The Punkest of Almost Rock Stars

What to do after you've been kicked out of two of the biggest bands in rock? Go special forces of course:

Even with more than 20 years of perspective, Everman still doesn’t have a clear answer for what went wrong. “To be honest, I never had any expectations about the gig,” he told me. “It just ended.” In “Come as You Are,” the definitive book on Nirvana, by Michael Azerrad, Cobain dismissed Everman as a “moody metalhead.” Even worse, he boasted about not paying Everman back for “Bleach,” claiming it was payment for “mental damages.” In Nirvana — a band with a lead singer so famously tortured that he would commit suicide — Jason Everman was kicked out for being a head case…

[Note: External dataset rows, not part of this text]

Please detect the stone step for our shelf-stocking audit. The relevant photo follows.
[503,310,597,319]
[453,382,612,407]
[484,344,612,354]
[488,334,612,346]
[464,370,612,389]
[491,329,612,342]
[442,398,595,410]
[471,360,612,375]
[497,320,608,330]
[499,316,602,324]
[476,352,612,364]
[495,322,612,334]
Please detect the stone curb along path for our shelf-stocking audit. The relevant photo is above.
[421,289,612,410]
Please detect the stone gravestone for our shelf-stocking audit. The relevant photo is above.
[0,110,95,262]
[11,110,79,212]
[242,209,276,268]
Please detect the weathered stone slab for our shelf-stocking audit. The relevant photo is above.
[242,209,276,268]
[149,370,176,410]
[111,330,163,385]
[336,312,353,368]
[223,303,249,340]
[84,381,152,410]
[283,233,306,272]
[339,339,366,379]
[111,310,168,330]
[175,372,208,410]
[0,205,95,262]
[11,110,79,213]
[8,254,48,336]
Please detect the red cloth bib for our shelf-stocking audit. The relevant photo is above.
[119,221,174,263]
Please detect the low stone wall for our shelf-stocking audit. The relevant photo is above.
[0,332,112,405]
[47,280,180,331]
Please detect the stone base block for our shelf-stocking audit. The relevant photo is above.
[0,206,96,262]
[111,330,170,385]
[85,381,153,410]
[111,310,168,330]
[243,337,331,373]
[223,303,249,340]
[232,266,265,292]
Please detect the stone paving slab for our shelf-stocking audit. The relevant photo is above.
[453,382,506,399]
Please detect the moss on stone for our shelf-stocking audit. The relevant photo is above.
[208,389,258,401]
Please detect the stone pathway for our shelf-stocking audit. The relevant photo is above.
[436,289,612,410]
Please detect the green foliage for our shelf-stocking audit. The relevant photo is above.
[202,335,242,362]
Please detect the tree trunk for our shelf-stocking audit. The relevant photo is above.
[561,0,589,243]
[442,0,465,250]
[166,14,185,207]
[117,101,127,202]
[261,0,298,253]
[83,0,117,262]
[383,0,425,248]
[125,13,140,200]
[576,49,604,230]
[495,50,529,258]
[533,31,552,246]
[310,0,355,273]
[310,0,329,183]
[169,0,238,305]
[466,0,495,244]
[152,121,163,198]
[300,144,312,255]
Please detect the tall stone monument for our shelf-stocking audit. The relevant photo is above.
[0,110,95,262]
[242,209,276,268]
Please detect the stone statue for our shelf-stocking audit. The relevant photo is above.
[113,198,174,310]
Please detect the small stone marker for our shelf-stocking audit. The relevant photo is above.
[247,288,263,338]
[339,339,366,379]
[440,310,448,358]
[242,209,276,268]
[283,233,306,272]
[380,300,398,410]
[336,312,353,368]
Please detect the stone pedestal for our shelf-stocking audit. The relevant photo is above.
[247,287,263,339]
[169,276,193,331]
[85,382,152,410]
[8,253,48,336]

Everman had always liked Nirvana, but he loved Soundgarden. Playing bass for them — on the verge of stardom as they were — was the most-coveted gig in Seattle — even one of Everman’s old friends, Ben Shepherd, auditioned. Soundgarden, meanwhile, had called Jason right away. “We knew things ended with Nirvana on less-than-ideal terms,” Kim Thayil, their guitarist, told me. “He didn’t fit with Nirvana? Big deal. That’s them. We’re Soundgarden. We’re a different animal.” In the first audition, he impressed them all. “Jason was the guy,” Soundgarden’s drummer, Matt Cameron, remembered. “Jason came prepared.” After the disaster with Nirvana, now Everman was playing bass for his favorite Seattle band. He couldn’t believe his luck. As he put it to me, “What were the chances of all that happening?”…

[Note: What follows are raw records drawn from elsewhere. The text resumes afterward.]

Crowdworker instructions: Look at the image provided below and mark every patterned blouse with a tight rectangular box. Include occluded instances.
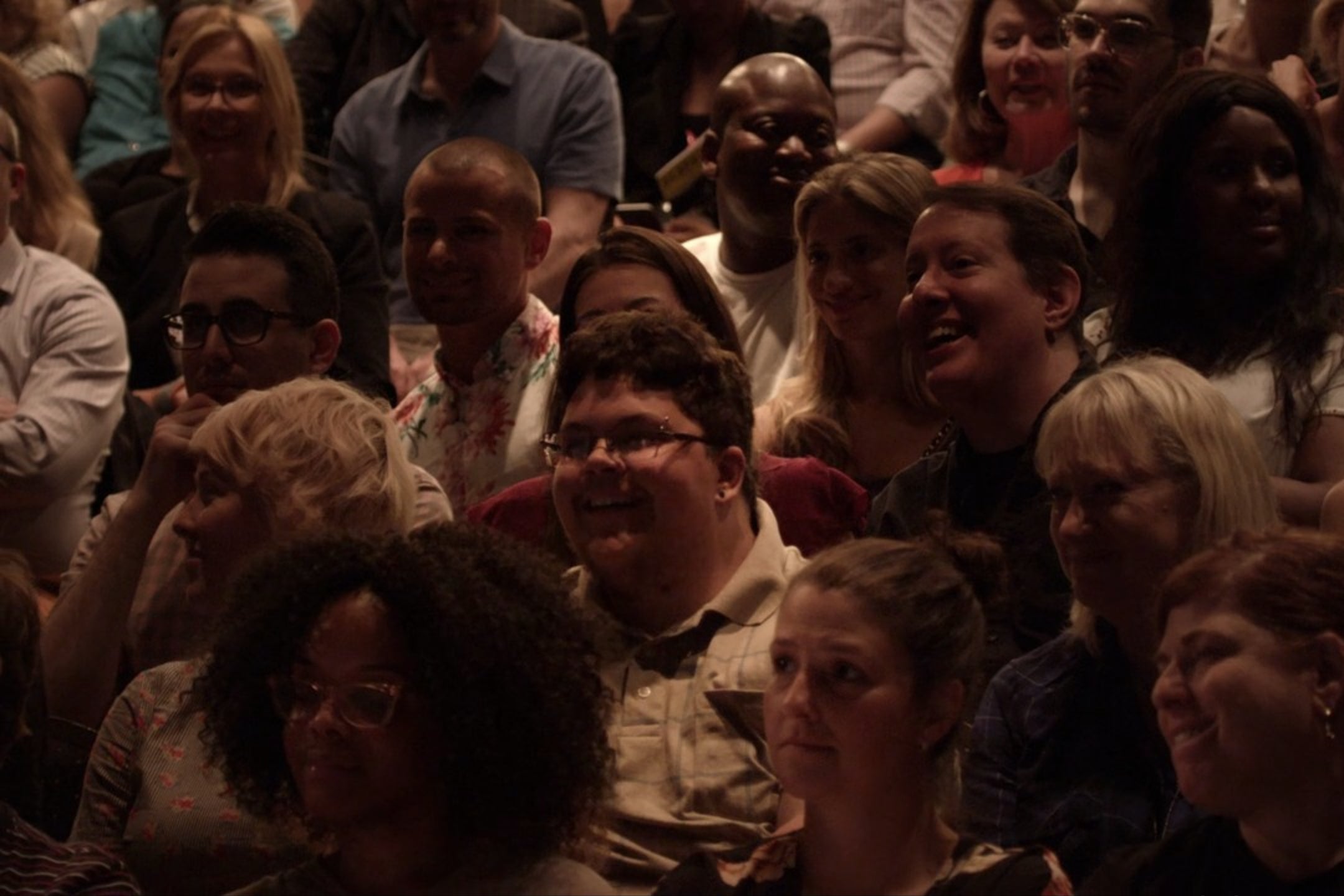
[70,661,310,894]
[653,831,1074,896]
[395,296,561,509]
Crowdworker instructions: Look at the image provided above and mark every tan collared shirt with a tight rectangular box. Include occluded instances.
[575,501,805,890]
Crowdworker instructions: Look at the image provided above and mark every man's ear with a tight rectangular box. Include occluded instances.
[919,678,966,750]
[1312,632,1344,734]
[715,445,747,504]
[1176,47,1204,71]
[1042,264,1083,340]
[308,317,340,375]
[700,129,723,180]
[526,218,554,270]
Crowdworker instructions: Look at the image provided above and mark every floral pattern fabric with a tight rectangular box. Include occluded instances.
[653,831,1074,896]
[395,296,561,508]
[70,661,310,894]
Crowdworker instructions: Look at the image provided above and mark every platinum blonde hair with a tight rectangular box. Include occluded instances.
[191,378,415,538]
[164,11,310,207]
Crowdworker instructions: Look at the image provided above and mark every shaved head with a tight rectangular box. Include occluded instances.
[406,137,541,225]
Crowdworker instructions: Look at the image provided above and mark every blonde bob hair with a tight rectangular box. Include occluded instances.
[164,11,310,207]
[0,0,66,54]
[191,378,415,539]
[1036,355,1278,651]
[1312,0,1344,75]
[0,55,97,260]
[774,153,937,470]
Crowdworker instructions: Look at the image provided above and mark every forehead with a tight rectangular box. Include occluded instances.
[985,0,1053,31]
[729,66,834,128]
[184,35,257,74]
[164,7,211,51]
[179,255,291,312]
[406,164,512,218]
[1202,106,1289,144]
[910,203,1009,254]
[563,378,695,429]
[775,582,905,658]
[1162,591,1247,651]
[803,196,905,243]
[299,591,410,677]
[1074,0,1170,28]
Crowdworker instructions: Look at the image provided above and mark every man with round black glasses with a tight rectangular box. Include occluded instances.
[43,205,452,728]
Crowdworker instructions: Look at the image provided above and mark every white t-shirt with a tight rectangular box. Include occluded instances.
[686,234,806,407]
[1083,307,1344,475]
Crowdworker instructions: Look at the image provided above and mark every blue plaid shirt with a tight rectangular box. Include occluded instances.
[963,620,1199,880]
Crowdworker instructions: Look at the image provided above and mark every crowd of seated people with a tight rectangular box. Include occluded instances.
[7,0,1344,896]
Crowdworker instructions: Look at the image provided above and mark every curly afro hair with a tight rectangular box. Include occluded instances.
[194,524,612,869]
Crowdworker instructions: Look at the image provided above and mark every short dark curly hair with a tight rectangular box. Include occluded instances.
[547,310,757,530]
[194,524,612,869]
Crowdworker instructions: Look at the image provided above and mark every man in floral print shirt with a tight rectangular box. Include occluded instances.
[396,137,559,508]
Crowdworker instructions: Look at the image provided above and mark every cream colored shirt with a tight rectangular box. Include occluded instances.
[575,501,805,890]
[686,234,808,407]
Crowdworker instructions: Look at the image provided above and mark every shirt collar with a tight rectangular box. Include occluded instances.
[0,227,27,298]
[396,16,523,102]
[574,498,788,642]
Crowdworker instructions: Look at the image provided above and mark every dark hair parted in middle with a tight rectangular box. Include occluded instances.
[1157,530,1344,641]
[1110,70,1344,445]
[194,524,612,869]
[548,312,757,516]
[789,526,1008,802]
[943,0,1075,162]
[183,203,340,324]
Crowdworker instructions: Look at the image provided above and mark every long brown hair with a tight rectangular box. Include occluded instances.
[0,55,94,259]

When Soundgarden returned home, they called a band meeting. Jason showed up on Cameron’s porch thinking it was about the next record. Thayil told me, “I thought I would be diplomatic . . . and wasn’t getting to the point.” He said Chris Cornell, Soundgarden’s singer, finally cut to the chase: It wasn’t working out, Cornell said. Thayil remembers thinking: We’re not behaving like a band. I’m not happy. No one here is happy. No one’s talking to each other. Just like that, Everman was fired again…

When he arrived for basic training at Fort Benning, his hair was cut, his nose ring was removed; he was as anonymous as every other recruit. At 26, he wasn’t an old-timer, but he was close to it. Training had been going on for about a month when Cobain committed suicide and Everman’s rock past was discovered, which gave more ammunition to the drill sergeants. There was a lot of “O.K., rock star, give me 50.” Everman insists he didn’t expect anything else…

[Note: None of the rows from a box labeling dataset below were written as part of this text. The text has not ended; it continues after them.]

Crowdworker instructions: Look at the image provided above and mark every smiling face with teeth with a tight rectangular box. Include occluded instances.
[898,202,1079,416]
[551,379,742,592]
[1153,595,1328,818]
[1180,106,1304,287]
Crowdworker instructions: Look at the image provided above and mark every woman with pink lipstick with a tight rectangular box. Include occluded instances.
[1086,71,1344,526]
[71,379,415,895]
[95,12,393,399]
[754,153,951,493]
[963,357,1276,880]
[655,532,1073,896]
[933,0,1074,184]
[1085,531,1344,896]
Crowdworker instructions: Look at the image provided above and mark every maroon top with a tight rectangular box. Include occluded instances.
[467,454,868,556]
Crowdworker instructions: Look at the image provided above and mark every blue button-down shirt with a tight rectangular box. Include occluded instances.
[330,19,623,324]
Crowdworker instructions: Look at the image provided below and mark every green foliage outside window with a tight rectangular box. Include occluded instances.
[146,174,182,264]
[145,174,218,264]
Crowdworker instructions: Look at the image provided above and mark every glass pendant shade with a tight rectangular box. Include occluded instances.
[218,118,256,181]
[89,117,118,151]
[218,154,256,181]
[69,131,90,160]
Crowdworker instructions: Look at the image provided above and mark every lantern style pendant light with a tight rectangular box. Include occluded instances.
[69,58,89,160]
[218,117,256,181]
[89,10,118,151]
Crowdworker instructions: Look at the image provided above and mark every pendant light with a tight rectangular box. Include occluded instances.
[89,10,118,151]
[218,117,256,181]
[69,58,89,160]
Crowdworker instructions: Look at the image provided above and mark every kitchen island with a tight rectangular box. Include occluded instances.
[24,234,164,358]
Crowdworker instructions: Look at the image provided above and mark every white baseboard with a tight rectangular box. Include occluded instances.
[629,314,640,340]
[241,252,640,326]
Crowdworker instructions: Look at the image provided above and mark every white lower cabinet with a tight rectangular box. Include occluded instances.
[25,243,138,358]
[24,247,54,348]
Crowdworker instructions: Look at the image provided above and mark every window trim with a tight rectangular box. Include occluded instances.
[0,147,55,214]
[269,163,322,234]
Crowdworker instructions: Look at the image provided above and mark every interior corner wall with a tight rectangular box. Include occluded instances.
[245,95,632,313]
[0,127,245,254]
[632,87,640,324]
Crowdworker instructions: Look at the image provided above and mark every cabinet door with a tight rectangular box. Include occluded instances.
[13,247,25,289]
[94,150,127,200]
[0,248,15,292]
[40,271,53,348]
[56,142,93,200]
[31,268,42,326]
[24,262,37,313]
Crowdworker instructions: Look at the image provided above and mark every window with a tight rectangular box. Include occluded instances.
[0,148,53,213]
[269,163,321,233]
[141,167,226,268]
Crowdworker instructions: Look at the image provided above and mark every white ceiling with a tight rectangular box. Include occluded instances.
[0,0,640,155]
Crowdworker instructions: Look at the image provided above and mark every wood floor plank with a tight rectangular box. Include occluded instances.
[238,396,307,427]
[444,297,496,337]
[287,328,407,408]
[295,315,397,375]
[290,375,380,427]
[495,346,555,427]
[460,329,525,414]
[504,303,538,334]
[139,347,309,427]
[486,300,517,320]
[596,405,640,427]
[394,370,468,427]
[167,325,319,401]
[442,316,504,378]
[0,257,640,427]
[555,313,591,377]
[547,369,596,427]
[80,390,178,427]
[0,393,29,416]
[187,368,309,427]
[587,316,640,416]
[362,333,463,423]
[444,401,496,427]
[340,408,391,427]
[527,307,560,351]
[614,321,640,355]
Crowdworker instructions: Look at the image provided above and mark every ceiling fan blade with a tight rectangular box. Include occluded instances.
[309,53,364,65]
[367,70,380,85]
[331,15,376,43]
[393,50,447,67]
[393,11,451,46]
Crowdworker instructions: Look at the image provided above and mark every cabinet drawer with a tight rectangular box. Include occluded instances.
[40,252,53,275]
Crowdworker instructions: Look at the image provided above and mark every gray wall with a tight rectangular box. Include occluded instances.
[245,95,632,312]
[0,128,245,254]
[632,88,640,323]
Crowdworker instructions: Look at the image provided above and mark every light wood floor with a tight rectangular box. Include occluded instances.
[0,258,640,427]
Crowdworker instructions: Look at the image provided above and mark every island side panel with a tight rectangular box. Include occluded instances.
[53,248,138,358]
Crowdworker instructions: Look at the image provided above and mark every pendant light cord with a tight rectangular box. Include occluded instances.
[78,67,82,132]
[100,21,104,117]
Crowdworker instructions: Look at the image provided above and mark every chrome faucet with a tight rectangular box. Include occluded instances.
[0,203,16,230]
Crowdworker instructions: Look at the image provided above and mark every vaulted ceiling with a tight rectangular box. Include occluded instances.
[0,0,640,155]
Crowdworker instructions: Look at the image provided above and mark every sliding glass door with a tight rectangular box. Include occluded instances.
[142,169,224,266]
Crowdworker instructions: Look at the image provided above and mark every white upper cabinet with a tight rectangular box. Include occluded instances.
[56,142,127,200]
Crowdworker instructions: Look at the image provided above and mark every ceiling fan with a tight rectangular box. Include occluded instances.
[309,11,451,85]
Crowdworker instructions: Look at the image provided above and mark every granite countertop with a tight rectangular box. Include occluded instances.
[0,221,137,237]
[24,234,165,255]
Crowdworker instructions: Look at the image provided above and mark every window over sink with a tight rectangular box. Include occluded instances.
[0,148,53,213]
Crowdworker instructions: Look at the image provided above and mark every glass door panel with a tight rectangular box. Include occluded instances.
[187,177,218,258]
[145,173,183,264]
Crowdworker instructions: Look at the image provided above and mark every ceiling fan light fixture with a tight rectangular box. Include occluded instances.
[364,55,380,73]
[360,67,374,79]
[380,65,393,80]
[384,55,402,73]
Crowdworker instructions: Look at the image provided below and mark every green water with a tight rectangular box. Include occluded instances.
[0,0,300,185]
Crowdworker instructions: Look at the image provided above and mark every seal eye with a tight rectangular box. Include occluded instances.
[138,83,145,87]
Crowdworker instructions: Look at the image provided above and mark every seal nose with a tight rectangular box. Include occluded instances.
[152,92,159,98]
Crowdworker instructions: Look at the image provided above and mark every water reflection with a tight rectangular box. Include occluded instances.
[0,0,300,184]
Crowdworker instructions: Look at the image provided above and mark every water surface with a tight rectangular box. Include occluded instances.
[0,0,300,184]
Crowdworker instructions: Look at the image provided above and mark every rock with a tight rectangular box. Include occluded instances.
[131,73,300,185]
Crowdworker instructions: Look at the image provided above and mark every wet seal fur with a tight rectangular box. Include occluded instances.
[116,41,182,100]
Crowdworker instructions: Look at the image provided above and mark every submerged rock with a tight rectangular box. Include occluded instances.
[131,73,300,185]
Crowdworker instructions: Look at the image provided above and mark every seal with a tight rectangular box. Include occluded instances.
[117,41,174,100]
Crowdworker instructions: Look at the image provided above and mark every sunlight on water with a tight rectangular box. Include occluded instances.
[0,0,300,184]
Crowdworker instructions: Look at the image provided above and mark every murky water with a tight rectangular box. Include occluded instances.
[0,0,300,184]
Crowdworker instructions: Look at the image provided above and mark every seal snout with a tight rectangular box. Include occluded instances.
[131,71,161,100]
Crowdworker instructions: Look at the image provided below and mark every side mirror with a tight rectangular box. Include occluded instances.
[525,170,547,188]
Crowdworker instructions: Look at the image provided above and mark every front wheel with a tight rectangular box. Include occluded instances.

I wanted to know every detail, but he wouldn’t say much. Or couldn’t. There’s a code among Special Forces: they don’t talk about what they do. I actually think this was part of the appeal for Everman. After having such a public rock face, he went for something that wasn’t just anonymous; it was classified. Mimi once met a couple of Special Forces guys who idolized Jason. “They didn’t approach like the usual fanboys who asked, ‘Your brother was in Nirvana?’ ” she said. “No, they came to me like: ‘Jason Everman is your brother?’ ” One turned to the other and said, “Dude, do you know what that guy’s done?”…

After he left the military in 2006, he used the G.I. Bill to apply to two places: Seattle University and Columbia University. He says he threw Columbia in almost as a joke. General McChrystal wrote a letter of recommendation. To Everman’s shock, he was accepted. “It’s almost like a dare that went too far — and it keeps going.” At 45, he just received his bachelor’s degree in philosophy.